Now we have to solve,

$$\begin{bmatrix} 3 & 6 \\ 6 & 14 \\ \end{bmatrix} \begin{bmatrix} x_1\\ x_2\\ \end{bmatrix} = \begin{bmatrix} 5\\ 11\\ \end{bmatrix}$$

We can write it as,
$3x_1 + 6x_2 = 5$
$6x_1 + 14x_2 = 11$
By solving we get $x_1=2/3$ and $x_2=1/2$

So our function $f(a_1) = x_1 + a_1 x_2$ becomes,

$$f(a_1) = \frac{2}{3} + \frac{1}{2}a_1$$

Let's take a look at our estimate for our $3$ data points and it's error(which is $a_2 - \hat{a_2}$).

• For $(a_1,a_2)=(1,1)$

  $\hat{a_2} = \frac{2}{3} + \frac{1}{2}(1)=\frac{7}{6}$

  $e_1= 1 - \frac{7}{6} = -\frac{1}{6}$

• For $(a_1,a_2)=(2,2)$

  $\hat{a_2} = \frac{2}{3} + \frac{1}{2}(2)=\frac{5}{3}$

  $e_2= 2 - \frac{5}{3}= \frac{1}{3}$

• For $(a_1,a_2)=(3,2)$

  $\hat{a_2} = \frac{2}{3} + \frac{1}{2}(3)=\frac{13}{6}$

  $e_3= 2 - \frac{13}{6} = -\frac{1}{6}$

Now represent our estimate and errors as vector,

$$\widehat{\mathbb{Y}} = \begin{bmatrix} \frac{7}{6}\\ \\ \frac{5}{3} \\ \\ \frac{13}{6} \\ \end{bmatrix} ,\quad e=\mathbb{Y}-\widehat{\mathbb{Y}} = \begin{bmatrix} -\frac{1}{6}\\ \\ \frac{1}{3} \\ \\ -\frac{1}{6} \\ \end{bmatrix}$$

As we discussed above that $\widehat{\mathbb{Y}}$ is in column space of $\mathbb{A}$ and $\mathbb{Y}-\widehat{\mathbb{Y}}$ is perpendicular to that column space.
We can now see it in this example.
First notice that dot product of $\mathbb{Y}$ and $\mathbb{Y}-\widehat{\mathbb{Y}}$ is $0$.
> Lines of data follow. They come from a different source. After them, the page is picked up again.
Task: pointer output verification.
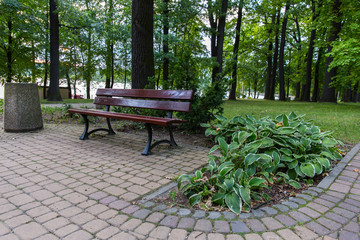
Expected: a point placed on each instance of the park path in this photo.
(54, 186)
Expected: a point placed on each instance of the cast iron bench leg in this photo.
(148, 147)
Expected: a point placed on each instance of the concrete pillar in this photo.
(22, 111)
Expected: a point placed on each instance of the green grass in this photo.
(44, 101)
(343, 119)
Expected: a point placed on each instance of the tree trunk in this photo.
(269, 82)
(315, 96)
(232, 94)
(54, 91)
(166, 45)
(281, 55)
(109, 44)
(275, 58)
(142, 43)
(329, 94)
(9, 51)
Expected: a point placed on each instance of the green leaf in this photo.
(293, 164)
(329, 142)
(308, 169)
(223, 145)
(194, 199)
(254, 182)
(294, 184)
(324, 162)
(286, 130)
(276, 157)
(233, 202)
(229, 183)
(225, 168)
(328, 155)
(245, 194)
(251, 158)
(218, 198)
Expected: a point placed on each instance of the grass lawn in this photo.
(44, 101)
(343, 119)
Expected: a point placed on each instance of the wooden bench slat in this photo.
(147, 93)
(141, 103)
(131, 117)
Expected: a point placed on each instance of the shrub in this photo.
(256, 154)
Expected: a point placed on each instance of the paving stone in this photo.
(178, 234)
(343, 212)
(300, 217)
(271, 223)
(214, 215)
(324, 202)
(304, 233)
(255, 225)
(233, 237)
(107, 232)
(299, 201)
(199, 214)
(258, 213)
(186, 223)
(170, 221)
(145, 228)
(345, 235)
(123, 235)
(197, 236)
(269, 211)
(30, 230)
(221, 226)
(216, 236)
(155, 217)
(288, 234)
(171, 210)
(286, 220)
(184, 212)
(270, 236)
(352, 227)
(130, 224)
(281, 207)
(119, 204)
(310, 212)
(203, 225)
(142, 213)
(107, 200)
(149, 204)
(253, 236)
(349, 207)
(304, 196)
(229, 215)
(291, 204)
(319, 229)
(160, 232)
(160, 207)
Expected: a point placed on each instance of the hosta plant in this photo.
(256, 154)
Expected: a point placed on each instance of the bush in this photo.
(256, 154)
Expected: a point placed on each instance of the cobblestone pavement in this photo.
(54, 186)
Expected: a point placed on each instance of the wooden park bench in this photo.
(166, 100)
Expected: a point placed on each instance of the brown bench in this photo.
(166, 100)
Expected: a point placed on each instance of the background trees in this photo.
(276, 49)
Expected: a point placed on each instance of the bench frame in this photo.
(138, 98)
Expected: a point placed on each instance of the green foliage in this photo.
(256, 154)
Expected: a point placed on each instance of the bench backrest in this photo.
(168, 100)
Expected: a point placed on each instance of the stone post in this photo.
(22, 111)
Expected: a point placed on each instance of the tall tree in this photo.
(54, 91)
(142, 43)
(282, 54)
(328, 90)
(232, 94)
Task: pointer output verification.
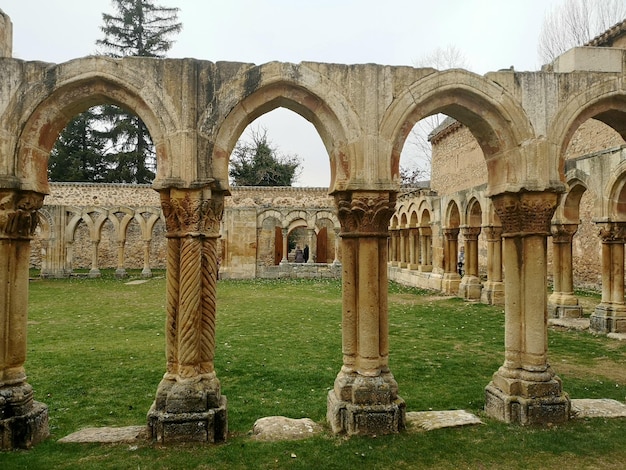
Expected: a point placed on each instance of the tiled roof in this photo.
(606, 38)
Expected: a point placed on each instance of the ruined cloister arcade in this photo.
(195, 112)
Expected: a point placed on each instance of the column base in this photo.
(608, 318)
(527, 402)
(121, 273)
(23, 422)
(470, 288)
(493, 293)
(190, 410)
(360, 405)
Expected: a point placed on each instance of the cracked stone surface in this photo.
(429, 420)
(105, 435)
(277, 428)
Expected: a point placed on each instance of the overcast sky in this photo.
(492, 34)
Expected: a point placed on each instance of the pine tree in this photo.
(259, 164)
(140, 29)
(78, 154)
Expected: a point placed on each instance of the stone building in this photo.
(195, 112)
(85, 227)
(453, 213)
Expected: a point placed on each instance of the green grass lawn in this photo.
(96, 356)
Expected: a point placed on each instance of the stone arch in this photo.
(603, 100)
(270, 237)
(570, 201)
(474, 213)
(453, 215)
(494, 117)
(615, 195)
(303, 91)
(70, 89)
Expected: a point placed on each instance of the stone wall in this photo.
(246, 248)
(457, 161)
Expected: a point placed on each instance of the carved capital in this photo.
(493, 233)
(563, 233)
(365, 214)
(612, 232)
(470, 233)
(425, 230)
(451, 233)
(525, 213)
(192, 213)
(18, 213)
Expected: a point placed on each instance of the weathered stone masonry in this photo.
(195, 112)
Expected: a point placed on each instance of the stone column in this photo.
(413, 248)
(525, 390)
(562, 303)
(451, 278)
(120, 271)
(336, 260)
(56, 250)
(312, 246)
(364, 399)
(610, 315)
(69, 247)
(146, 271)
(189, 405)
(493, 289)
(23, 421)
(426, 264)
(470, 287)
(403, 242)
(393, 256)
(285, 259)
(94, 271)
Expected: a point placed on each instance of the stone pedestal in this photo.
(608, 318)
(23, 421)
(192, 410)
(365, 405)
(527, 402)
(525, 390)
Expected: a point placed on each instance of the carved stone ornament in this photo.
(470, 233)
(18, 213)
(189, 215)
(612, 232)
(525, 213)
(365, 214)
(563, 233)
(493, 233)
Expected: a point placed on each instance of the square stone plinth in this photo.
(208, 426)
(551, 409)
(25, 431)
(361, 419)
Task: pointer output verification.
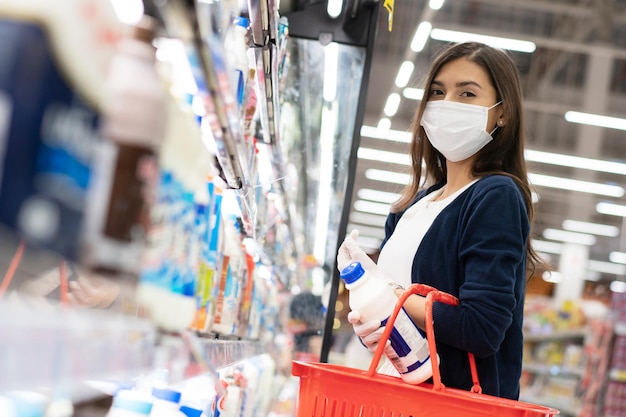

$$\mathbb{Y}\cdot(\mathbb{Y}-\widehat{\mathbb{Y}})=\mathbb{Y}^T(\mathbb{Y}-\widehat{\mathbb{Y}})=0$$

As we said that $\mathbb{Y}-\widehat{\mathbb{Y}}$ is perpendicular to the whole column space, you can took any linear combinations of the columns of $\mathbb{A}$ it will be perpendicular to $\mathbb{Y}-\widehat{\mathbb{Y}}$.